Why does $\vert z\vert = z^5 $ have 6 solutions in $\mathbb{C}$
I tried to solve it with the polar method and I only found 5 solutions.
$$ z_{(n+1)} = e^{\left(\frac{2\cdot\pi}{5} +\frac{2\cdot\pi\cdot n}{5} \right)} \quad with\quad n=0,1,2,3,4 $$
There must be something special with the $\vert z\vert$ , but I can't find what.
you're just forgetting about the 6th solution $z=0$.

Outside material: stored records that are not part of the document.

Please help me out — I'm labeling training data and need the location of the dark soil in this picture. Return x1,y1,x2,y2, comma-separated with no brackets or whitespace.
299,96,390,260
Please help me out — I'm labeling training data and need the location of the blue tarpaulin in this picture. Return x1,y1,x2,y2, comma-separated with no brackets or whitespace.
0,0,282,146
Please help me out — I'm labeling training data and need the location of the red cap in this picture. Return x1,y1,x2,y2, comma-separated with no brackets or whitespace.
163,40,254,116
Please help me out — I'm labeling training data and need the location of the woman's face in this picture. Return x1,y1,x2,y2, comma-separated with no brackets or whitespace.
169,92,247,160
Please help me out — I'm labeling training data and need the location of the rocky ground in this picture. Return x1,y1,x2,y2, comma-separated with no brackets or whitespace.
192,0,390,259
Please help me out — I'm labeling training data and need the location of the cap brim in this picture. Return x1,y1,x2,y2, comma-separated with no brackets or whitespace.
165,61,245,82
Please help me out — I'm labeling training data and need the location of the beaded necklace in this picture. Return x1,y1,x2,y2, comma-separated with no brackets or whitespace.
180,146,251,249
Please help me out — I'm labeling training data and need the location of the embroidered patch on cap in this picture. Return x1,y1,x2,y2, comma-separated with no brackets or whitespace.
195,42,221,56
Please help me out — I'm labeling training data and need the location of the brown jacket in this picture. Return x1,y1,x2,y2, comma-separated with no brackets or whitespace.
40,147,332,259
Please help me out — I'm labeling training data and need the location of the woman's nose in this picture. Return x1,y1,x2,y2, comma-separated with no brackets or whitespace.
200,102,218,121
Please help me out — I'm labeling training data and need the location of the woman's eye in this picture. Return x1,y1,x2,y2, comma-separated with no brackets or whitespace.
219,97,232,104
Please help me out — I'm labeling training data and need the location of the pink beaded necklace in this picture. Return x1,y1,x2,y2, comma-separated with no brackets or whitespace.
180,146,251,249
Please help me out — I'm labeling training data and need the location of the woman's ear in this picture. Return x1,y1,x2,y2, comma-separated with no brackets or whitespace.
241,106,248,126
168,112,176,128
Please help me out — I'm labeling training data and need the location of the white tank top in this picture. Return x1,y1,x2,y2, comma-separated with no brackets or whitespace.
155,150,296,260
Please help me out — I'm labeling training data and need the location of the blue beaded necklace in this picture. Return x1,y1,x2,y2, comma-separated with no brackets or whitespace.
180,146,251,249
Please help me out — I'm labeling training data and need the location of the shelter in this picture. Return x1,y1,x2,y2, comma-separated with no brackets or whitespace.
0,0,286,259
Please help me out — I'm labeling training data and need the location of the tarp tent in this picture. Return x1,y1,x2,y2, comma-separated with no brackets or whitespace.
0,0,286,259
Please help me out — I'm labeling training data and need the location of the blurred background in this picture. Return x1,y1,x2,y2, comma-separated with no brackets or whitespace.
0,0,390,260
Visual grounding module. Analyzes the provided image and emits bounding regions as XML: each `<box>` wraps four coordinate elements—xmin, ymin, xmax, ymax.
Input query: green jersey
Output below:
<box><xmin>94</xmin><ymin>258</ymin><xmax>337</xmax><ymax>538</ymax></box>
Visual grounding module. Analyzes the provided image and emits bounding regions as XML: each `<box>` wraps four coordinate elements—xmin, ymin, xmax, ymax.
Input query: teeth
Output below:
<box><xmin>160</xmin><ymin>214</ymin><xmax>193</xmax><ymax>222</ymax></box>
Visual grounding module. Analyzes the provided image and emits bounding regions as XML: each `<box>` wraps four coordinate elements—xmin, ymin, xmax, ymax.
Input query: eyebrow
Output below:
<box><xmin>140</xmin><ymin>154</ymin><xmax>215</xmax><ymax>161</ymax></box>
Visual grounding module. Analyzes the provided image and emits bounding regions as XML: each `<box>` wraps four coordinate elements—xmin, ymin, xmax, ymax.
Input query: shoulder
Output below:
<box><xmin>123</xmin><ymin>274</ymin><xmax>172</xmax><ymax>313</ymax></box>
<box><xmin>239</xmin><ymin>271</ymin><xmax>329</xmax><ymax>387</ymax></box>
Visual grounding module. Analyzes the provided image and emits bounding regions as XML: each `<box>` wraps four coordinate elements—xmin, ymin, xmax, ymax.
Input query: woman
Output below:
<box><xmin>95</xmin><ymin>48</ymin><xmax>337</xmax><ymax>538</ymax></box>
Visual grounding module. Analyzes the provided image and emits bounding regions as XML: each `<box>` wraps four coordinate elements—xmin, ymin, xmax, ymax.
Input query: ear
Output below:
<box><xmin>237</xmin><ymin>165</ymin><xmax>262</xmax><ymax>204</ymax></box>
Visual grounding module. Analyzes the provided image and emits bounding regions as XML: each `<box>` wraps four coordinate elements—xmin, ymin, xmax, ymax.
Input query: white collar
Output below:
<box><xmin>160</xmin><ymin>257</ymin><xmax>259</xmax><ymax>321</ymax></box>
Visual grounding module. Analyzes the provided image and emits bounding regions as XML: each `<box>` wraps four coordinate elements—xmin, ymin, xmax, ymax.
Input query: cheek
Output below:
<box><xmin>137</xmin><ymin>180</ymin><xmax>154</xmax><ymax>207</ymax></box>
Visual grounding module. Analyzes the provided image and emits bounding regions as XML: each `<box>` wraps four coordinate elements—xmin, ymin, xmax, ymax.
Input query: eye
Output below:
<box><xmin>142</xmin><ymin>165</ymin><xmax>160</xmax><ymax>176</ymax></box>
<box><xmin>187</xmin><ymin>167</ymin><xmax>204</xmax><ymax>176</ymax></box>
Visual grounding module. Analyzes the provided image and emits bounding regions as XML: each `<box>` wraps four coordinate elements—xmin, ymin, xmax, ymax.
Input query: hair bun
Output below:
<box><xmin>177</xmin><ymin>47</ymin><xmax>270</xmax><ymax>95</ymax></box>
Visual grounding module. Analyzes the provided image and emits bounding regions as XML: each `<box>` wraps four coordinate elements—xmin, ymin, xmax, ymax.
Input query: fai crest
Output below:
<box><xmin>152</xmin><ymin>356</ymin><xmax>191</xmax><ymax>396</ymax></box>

Oke here is a completely worked out solution:
We write $z=re^{i\alpha}$. Then we are looking for solutions $$r=|z|=z^5=r^5e^{5i\alpha}$$ It follows that we must have $r=0$, and so $z=0$, or otherwise we divide both sides by $r$ to find: $$r^4e^{5i\alpha}=1$$ And so by taking the absolute value of both sides: $$r^4=|r^4e^{5i\alpha}|=|1|=1$$ Since $r> 0$ we conclude that we must have $r=1$. Hence we want to find $\alpha$ satisfying $$e^{5i\alpha}=1$$ which gives the other $5$ solutions that you already found.
$z=0$ is clearly a solution.
Now suppose $z$ is a non-zero solution. Taking the modulus of each side in the given equation, we get $\vert z\vert=\vert z\vert^5$, and then $\vert z\vert=1$. From this, we deduce that $z^5=1$ and so $z\in\{1,\omega,\omega^2,\omega^3,\omega^4\}$ where $\omega=\exp(\frac{2i\pi}{5})$.
Finally the set of solutions of the given equation is included in $\{0, 1,\omega,\omega^2,\omega^3,\omega^4\}$
Conversely, it is readily seen that all those six complex numbers are effectively solutions.